Überweisungen im vereinfachten Verfahren
Ohne Aussprache hat der Bundestag am Donnerstag, 15. Juni 2023, eine Reihe von Vorlagen zur weiteren Beratung in die Ausschüsse überwiesen:
Verkehrsstatistikgesetz: Rund 240 Schienenverkehrs- und Omnibusunternehmen sollen von statistischen Auskunftspflichten entlastet werden, die nur mit unverhältnismäßig hohem Aufwand erfüllt werden können oder die entbehrlich sind.
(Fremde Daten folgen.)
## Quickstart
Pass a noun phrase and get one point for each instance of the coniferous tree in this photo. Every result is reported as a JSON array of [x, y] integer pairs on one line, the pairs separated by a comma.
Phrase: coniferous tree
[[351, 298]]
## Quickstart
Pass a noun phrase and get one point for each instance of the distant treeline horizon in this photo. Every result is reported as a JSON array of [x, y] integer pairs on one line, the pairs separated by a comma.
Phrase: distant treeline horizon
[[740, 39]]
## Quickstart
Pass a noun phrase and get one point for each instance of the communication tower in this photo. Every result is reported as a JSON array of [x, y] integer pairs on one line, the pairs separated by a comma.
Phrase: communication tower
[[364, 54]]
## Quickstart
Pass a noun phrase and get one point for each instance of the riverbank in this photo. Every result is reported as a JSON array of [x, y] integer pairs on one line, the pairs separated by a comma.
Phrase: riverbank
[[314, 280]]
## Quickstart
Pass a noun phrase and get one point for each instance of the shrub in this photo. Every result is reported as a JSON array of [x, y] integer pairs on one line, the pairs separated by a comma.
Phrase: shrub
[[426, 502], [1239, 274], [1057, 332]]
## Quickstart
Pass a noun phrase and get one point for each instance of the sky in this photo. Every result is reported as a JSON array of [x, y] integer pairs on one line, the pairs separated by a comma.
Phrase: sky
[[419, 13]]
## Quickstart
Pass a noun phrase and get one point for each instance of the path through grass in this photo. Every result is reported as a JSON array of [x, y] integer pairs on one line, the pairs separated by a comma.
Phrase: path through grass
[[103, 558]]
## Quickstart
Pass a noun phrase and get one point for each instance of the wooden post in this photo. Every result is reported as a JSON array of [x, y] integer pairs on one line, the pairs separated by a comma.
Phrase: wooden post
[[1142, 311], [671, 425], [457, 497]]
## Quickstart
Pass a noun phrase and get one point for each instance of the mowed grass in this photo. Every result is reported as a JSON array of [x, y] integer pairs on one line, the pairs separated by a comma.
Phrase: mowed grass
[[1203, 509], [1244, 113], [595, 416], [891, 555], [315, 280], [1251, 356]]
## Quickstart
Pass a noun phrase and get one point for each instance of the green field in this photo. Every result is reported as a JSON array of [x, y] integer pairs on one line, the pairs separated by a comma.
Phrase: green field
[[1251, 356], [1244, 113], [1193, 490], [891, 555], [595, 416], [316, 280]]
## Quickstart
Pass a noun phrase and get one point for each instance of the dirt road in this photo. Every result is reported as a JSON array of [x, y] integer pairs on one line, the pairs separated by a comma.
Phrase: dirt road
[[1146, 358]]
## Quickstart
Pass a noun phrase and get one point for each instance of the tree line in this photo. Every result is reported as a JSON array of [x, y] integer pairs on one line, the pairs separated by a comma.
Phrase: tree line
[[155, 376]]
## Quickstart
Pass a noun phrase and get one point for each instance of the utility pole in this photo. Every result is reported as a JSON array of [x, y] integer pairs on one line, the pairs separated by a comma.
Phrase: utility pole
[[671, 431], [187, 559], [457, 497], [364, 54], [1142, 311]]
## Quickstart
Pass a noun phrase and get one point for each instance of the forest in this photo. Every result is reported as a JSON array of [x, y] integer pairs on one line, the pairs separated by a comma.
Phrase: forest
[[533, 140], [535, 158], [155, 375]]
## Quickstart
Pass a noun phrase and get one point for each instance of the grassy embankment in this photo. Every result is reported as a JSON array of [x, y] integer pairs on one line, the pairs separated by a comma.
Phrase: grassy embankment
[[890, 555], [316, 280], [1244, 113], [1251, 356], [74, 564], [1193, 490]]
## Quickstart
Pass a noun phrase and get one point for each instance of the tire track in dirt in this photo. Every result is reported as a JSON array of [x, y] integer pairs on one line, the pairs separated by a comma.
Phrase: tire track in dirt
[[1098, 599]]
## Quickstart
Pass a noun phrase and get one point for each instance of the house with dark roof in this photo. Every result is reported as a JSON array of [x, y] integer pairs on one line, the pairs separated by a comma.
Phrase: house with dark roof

Dies sieht ein Gesetzentwurf der Bundesregierung (20/6822) zur Änderung des Verkehrsstatistikgesetzes und des Berufskraftfahrerqualifikationsgesetzes vor, das an den Verkehrsausschuss zur federführenden Beratung überwiesen wurde. Nach Angaben der Bundesregierung ist die Erhebung des Statistischen Bundesamts über Schienenverkehrsunfälle nicht mehr in dem Maße erforderlich wie bislang, da für die nach der Eisenbahn-Bau und Betriebsordnung (EBO) betriebenen Strecken die Angaben mittlerweile über das Eisenbahn-Bundesamt und die European Railway Agency bereitgestellt und an Eurostat übermittelt würden. Zukünftig würden deshalb ausschließlich Angaben für Straßen-, Schmalspur- und Anschlussbahnen benötigt, da diese nicht unter die EBO fielen. Der Kreis der zu befragenden Unternehmen reduziere sich durch die Gesetzesänderung von etwa 430 auf 190. Durch die Gesetzesnovelle sollen zudem Qualitätsverbesserungen in der Gefahrgut- sowie der Güterkraftverkehrsstatistik erreicht werden. So sei die Nachfrage nach differenzierteren Informationen über die Art beförderter Gefahrgüter gestiegen, heißt es in der Vorlage. In der Güterkraftverkehrsstatistik würden zudem zur Erhöhung der Stichprobenqualität genauere Angaben zum Nichteinsatz von Fahrzeugen benötigt. Im Berufskraftfahrerqualifikationsgesetz soll durch das Gesetz die bislang fehlende Möglichkeit, aufgrund von Rechtsakten der Europäischen Union zur Bewältigung krisenhafter Situationen Anpassungen im nationalen Recht vornehmen zu können, durch Schaffung einer entsprechenden Ermächtigungsgrundlage geschlossen werden.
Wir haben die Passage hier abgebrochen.